AGVが検知できず、商品を巻き込んだまま走行し、床面に貼付されたQRコードを次から次へと剥がしながら走行してしまったのです。
QRコードが剥がされた場所では、他のAGVでも読み取り不可のエラーが生じたため、芋づる式に大量のエラーが発生。しかし多数のAGVが走行するうち、トラブルのもととなっているAGVが特定できません。
特定するためにAGVエリア内の作業をすべてストップ。1台ずつAGVの下を覗き込み、商品を巻き込んでいる1台を発見しました。
数十枚規模のQRコードを剥がしてしまったため、バーコードシールを再発行して貼り直さなければなりません。スタッフ総出で2時間のうちに復旧しましたが、当日は出荷遅れが発生してしまいました。
バーコードシールを現場で出力できる環境があらかじめ用意されていたことは、不幸中の幸いです。商品の落下には十分に注意しなければならないと感じる事例です。
床のヒビ割れにタイヤがはまってAGVが停止
AGVエリアの床にヒビ割れ(クラック)が入り、タイヤがはまって動かなくなってしまうトラブルが発生した事例です。このヒビ割れは目地が入っていた床に AGVを常に走らせたことでダメージが蓄積して生じたもの。コンクリートの目地とヒビ割れを埋めて修復する必要がありました。
1箇所ではなく、次々に何十箇所と発生してしまったため、現場スタッフが補修の技術を習得し対処することに。(※現場スタッフでの対処を勧める意図はありません)
補修後も、床が乾燥するまでは「AGV走行禁止区画」と設定しなければなりませんでした。基本的に目地やヒビ割れがある床でAGVを走行させることはおすすめできません。
長時間稼働・重量物の搬送といった条件下では、短時間稼働・軽量物の条件と比較して、床面やAGVのタイヤに与えるダメージの影響が大きくなります。破損やタイヤの摩耗に注意しましょう。
AGVのトラブルに備えてできること
こうしたAGVのトラブルは発生させないことが第一です。一方で発生してしまった場合には、社内でリカバリーできる事象とメーカー問い合わせが必要なケースに分かれます。
平常時は運用チームが商品落下などのトラブルが起きない工夫を図りながら、並行してトラブル発生時に対応できる保守チームを構築しましょう。
システム内部のトラブルを解決するにはメーカーに頼らざるをえません。WCS内にデータが滞留してしまい、動作が遅くなるようなトラブルが挙げられます。
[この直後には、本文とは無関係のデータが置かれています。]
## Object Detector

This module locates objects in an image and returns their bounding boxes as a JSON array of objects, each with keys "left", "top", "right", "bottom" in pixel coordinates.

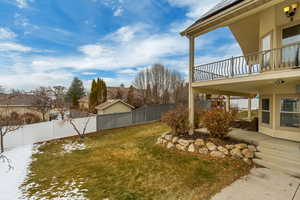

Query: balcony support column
[
  {"left": 189, "top": 36, "right": 195, "bottom": 135},
  {"left": 248, "top": 98, "right": 252, "bottom": 121},
  {"left": 226, "top": 95, "right": 230, "bottom": 112}
]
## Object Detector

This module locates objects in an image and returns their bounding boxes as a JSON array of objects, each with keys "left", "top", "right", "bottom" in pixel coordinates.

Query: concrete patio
[{"left": 212, "top": 168, "right": 300, "bottom": 200}]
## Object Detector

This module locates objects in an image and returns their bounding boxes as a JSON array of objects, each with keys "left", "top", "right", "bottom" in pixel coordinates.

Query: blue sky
[{"left": 0, "top": 0, "right": 241, "bottom": 90}]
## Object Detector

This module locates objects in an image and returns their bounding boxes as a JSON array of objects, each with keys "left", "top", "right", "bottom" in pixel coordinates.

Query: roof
[
  {"left": 181, "top": 0, "right": 244, "bottom": 35},
  {"left": 196, "top": 0, "right": 243, "bottom": 23},
  {"left": 78, "top": 96, "right": 89, "bottom": 103},
  {"left": 0, "top": 94, "right": 38, "bottom": 106},
  {"left": 96, "top": 99, "right": 134, "bottom": 110}
]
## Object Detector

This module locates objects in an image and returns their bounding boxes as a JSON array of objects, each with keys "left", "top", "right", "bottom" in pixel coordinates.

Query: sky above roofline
[{"left": 0, "top": 0, "right": 241, "bottom": 90}]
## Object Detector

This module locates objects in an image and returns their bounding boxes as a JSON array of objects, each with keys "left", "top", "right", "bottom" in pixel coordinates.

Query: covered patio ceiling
[{"left": 192, "top": 69, "right": 300, "bottom": 98}]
AGVのトラブルに備えるための保守について、以下の記事でさらに詳しく解説していますのであわせてご覧ください。
AGVのトラブルを理解して、環境整備と冷静な対処を
ロボットであるAGVはヒューマンエラーを起こしたり、疲れてサボってしまったりすることはありません。一方で人間同様、環境の整備なくしては気持ちよく動き続けられない繊細な面もあります。
特に商品の保管状況や床面の状態は注意を払うべきポイントです。
AGVの導入と稼働をゴールとせず、気を抜かずに運用してみてください。トラブルを理解することは、効率的な運用への第一歩ともいえるでしょう。